Abstract

A doctoral student in the Department of Sociology has submitted a research proposal to study mutual support relationships amongst sex workers. She has developed some contacts through whom she has become aware of these mutually supportive relationships and would like to engage in more formal study of this largely unexplored aspect of sex workers’ lives.
Some of the sex workers collectively rent a flat used specifically for work. The researcher plans to explore how this arrangement developed and why, how it works in practice, as well as the kind of support the workers provide for each other; that is, whether the relationship is based on friendship and so provides psychological and emotional support, whether it is largely a relationship of financial convenience, or mainly safety. She will also address the question of whether and how new ‘members’ are incorporated into the group.
Many women, however, work on the streets. Here, too, there are support networks. The research will explore the basis and nature of these networks, the ways in which they differ from the relationships characterised by collective rental and use of premises, and why these women haven’t taken the option of collective working, off the streets.
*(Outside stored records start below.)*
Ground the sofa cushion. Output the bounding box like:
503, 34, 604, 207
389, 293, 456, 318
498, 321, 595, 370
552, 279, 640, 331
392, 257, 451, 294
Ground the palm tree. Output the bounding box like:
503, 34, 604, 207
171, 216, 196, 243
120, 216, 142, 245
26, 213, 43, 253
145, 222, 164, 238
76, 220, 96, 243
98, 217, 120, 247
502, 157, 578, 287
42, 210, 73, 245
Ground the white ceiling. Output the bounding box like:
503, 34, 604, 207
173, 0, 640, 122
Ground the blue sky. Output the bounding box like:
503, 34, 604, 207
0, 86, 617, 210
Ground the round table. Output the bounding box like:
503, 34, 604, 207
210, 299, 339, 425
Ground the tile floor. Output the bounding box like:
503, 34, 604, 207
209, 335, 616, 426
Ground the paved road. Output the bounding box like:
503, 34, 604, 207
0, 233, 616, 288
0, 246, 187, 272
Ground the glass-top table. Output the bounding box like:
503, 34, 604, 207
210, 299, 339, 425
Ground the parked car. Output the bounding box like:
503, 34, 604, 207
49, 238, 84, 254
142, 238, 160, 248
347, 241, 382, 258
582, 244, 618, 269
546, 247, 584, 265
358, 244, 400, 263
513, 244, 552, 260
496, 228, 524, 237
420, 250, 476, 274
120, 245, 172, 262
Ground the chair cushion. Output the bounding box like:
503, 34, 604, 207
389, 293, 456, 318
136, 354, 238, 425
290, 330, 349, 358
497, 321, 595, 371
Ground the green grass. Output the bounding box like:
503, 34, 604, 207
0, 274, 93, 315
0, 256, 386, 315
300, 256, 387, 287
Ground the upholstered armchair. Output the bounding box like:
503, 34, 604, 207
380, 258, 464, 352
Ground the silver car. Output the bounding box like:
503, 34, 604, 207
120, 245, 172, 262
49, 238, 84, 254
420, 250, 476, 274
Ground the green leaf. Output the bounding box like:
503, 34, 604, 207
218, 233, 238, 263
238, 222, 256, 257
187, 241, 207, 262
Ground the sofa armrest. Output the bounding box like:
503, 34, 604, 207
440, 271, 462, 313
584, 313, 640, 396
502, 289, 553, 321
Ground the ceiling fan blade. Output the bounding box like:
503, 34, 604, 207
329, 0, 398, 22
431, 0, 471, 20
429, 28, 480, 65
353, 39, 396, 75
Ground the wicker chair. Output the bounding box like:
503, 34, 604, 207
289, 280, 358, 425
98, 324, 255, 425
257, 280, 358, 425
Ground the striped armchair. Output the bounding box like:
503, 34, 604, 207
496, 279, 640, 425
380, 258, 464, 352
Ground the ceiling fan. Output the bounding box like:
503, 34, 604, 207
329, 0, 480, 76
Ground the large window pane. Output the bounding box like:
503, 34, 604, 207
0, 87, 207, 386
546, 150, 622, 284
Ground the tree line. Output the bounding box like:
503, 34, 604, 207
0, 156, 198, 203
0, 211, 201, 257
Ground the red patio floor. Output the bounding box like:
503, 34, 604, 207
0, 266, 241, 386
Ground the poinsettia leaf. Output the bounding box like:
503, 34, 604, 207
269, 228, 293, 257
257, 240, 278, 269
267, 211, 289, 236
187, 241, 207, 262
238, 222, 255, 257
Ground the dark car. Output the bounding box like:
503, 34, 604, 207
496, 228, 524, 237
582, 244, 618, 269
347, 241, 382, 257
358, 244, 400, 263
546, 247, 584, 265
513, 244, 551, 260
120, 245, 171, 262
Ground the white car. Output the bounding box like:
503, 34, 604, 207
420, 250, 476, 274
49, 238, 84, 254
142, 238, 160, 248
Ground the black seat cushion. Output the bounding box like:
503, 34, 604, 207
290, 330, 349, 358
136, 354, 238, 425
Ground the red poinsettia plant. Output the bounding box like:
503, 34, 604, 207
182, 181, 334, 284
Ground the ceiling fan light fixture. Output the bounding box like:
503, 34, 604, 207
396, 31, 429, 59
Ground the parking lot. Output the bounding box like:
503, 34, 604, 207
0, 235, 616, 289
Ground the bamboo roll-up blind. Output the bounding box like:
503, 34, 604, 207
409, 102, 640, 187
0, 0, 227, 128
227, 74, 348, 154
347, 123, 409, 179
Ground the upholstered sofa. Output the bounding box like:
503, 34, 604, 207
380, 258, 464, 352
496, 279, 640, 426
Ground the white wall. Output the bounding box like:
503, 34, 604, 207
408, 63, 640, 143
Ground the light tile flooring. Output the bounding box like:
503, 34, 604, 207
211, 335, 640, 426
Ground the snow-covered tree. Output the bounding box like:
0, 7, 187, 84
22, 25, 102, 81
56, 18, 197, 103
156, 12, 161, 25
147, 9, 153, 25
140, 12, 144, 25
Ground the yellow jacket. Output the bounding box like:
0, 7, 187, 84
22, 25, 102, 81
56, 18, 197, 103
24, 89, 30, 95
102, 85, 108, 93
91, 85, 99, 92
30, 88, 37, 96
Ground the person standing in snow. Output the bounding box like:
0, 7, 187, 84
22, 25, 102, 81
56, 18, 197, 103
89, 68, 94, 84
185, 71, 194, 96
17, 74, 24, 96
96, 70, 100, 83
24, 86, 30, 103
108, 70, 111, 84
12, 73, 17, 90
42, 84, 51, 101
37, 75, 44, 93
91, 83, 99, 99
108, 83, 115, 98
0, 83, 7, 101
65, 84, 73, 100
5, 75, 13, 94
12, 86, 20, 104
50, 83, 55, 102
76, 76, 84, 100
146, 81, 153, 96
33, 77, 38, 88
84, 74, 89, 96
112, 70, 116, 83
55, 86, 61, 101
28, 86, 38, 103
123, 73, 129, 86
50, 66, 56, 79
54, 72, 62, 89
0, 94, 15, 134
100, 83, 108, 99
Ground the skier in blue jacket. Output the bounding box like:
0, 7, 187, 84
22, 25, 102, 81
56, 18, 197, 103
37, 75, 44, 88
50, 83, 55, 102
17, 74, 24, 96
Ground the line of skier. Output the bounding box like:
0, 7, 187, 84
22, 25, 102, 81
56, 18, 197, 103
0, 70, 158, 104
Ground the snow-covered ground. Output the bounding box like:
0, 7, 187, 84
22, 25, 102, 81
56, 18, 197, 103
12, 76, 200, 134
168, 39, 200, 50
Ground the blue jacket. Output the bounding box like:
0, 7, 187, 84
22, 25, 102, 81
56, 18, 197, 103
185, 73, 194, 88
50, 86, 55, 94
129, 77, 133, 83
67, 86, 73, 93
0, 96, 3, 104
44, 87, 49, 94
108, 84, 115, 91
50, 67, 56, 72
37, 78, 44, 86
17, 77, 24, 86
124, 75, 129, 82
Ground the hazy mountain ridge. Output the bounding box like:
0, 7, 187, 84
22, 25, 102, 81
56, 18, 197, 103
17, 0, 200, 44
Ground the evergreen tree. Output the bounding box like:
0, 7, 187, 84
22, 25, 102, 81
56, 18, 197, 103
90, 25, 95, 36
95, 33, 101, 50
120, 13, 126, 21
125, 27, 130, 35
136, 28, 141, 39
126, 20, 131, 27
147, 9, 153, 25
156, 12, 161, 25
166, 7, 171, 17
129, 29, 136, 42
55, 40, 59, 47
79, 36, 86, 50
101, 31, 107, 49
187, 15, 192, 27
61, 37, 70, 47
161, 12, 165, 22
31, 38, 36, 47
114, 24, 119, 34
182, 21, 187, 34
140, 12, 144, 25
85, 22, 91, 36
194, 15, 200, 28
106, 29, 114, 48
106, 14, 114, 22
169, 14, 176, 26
There may be specific preferences for street work or barriers to moving into a safer off-street environment.
The research will involve observation and one-to-one interviews over a period of three months. Interviews will be recorded and transcribed, and data kept secure on University servers in encrypted files, with only the student and her supervisor having access.
The sex workers will be given an unconditional assurance of confidentiality due to the nature of their work, the stigma attached to it and that, in some cases, the women’s family and friends are unaware of what they do. This means that the researcher is requesting approval to depart from the normal policy that confidentiality is conditional and will or may not be maintained where criminal activity is revealed. Given that soliciting will be involved, and the flat used and paid for collectively is technically a brothel, adhering to the normal policy would make the research untenable. According to her existing contacts, in the rare cases where clients abuse the workers the police are not involved as the workers are distrustful of the police. Rather they circulate a warning through their network. So the researcher would be required to provide an assurance not to notify the police in turn. Furthermore, as existing research indicates that most sex workers are drug users, the researcher is also likely to become aware of illegal drug use, although she will inform the workers that she cannot be a witness to any such use.
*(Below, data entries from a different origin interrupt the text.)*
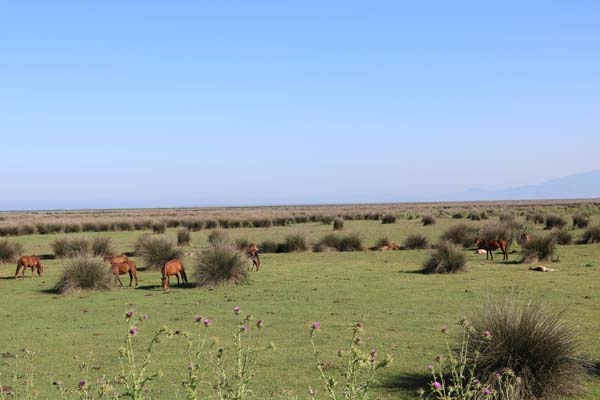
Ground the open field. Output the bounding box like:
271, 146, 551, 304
0, 205, 600, 400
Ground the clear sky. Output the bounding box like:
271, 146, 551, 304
0, 0, 600, 209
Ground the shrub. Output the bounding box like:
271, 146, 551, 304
54, 257, 113, 294
177, 228, 192, 246
50, 236, 91, 258
152, 221, 167, 235
333, 218, 344, 231
135, 235, 183, 269
582, 225, 600, 244
91, 236, 115, 257
0, 239, 23, 263
546, 214, 567, 229
442, 224, 477, 247
381, 214, 396, 224
284, 233, 308, 253
422, 242, 467, 274
421, 215, 435, 226
338, 232, 364, 251
208, 229, 229, 243
468, 296, 586, 400
573, 213, 590, 229
404, 233, 429, 250
194, 242, 249, 286
521, 235, 556, 263
550, 229, 573, 245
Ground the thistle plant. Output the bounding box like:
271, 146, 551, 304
309, 322, 392, 400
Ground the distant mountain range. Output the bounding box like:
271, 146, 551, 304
445, 170, 600, 201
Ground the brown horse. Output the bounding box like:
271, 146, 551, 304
246, 243, 260, 272
112, 260, 138, 287
15, 256, 44, 279
475, 238, 508, 261
161, 258, 188, 290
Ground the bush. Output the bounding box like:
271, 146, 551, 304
404, 233, 429, 250
152, 221, 167, 235
54, 257, 113, 294
91, 236, 115, 257
573, 213, 590, 229
421, 215, 435, 226
194, 242, 249, 286
0, 239, 23, 263
284, 233, 308, 253
422, 242, 467, 274
521, 235, 556, 263
582, 225, 600, 244
135, 235, 183, 269
546, 214, 567, 229
333, 218, 344, 231
381, 214, 396, 224
550, 229, 573, 245
177, 228, 192, 246
442, 224, 477, 247
50, 236, 91, 258
468, 297, 587, 400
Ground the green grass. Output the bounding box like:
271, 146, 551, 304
0, 217, 600, 400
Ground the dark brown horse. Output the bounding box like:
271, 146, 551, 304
475, 239, 508, 261
161, 258, 188, 290
246, 243, 260, 272
111, 260, 138, 287
15, 256, 44, 279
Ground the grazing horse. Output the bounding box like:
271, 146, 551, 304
475, 239, 508, 261
15, 256, 44, 279
246, 243, 260, 272
112, 260, 138, 287
161, 258, 188, 290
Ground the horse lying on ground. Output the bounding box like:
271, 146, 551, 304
15, 256, 44, 279
475, 238, 508, 261
111, 260, 138, 287
161, 258, 188, 290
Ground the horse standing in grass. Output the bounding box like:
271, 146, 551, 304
161, 258, 188, 290
475, 239, 508, 261
246, 243, 260, 272
111, 260, 138, 287
15, 256, 44, 279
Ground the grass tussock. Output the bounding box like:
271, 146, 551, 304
0, 239, 23, 264
421, 242, 467, 274
135, 235, 183, 269
54, 256, 113, 294
194, 242, 250, 287
469, 296, 587, 400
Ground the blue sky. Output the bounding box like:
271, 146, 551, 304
0, 1, 600, 209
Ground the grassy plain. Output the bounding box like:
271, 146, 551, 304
0, 211, 600, 400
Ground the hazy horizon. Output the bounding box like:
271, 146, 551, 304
0, 1, 600, 210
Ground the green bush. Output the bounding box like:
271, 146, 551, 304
422, 242, 467, 274
135, 235, 183, 269
468, 296, 587, 400
177, 228, 192, 246
582, 225, 600, 244
404, 233, 429, 250
0, 239, 23, 263
194, 242, 250, 286
421, 215, 435, 226
333, 218, 344, 231
521, 235, 556, 263
546, 214, 567, 229
54, 256, 113, 294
Mindful of concerns for her safety, the student proposes to provide someone with information about where she is, who she is with and the time she can be expected to return, as well as to phone her contact hourly while in the field. She cannot be accompanied by an additional person on her field work for safety as it is difficult to gain the workers’ trust and introductions will be based on personal recommendations – from one worker to another. Having some unknown person accompany her is likely to affect whether a worker will consent to talk to her and the extent to which that worker will confide in her. She will always meet workers at a pre-arranged time and place and, if at all possible, off the street.
Observation of street activity will always be from within a car. When engaged in observation in the collective flat she will never be alone. The workers employ a woman who acts as a housekeeper, and whose presence is meant to provide a safe-guard for the sex workers themselves. The additional presence of the researcher is likely to improve safety on the premises for all.
*Would you approve this study?
*Would you request any changes or additional safeguards?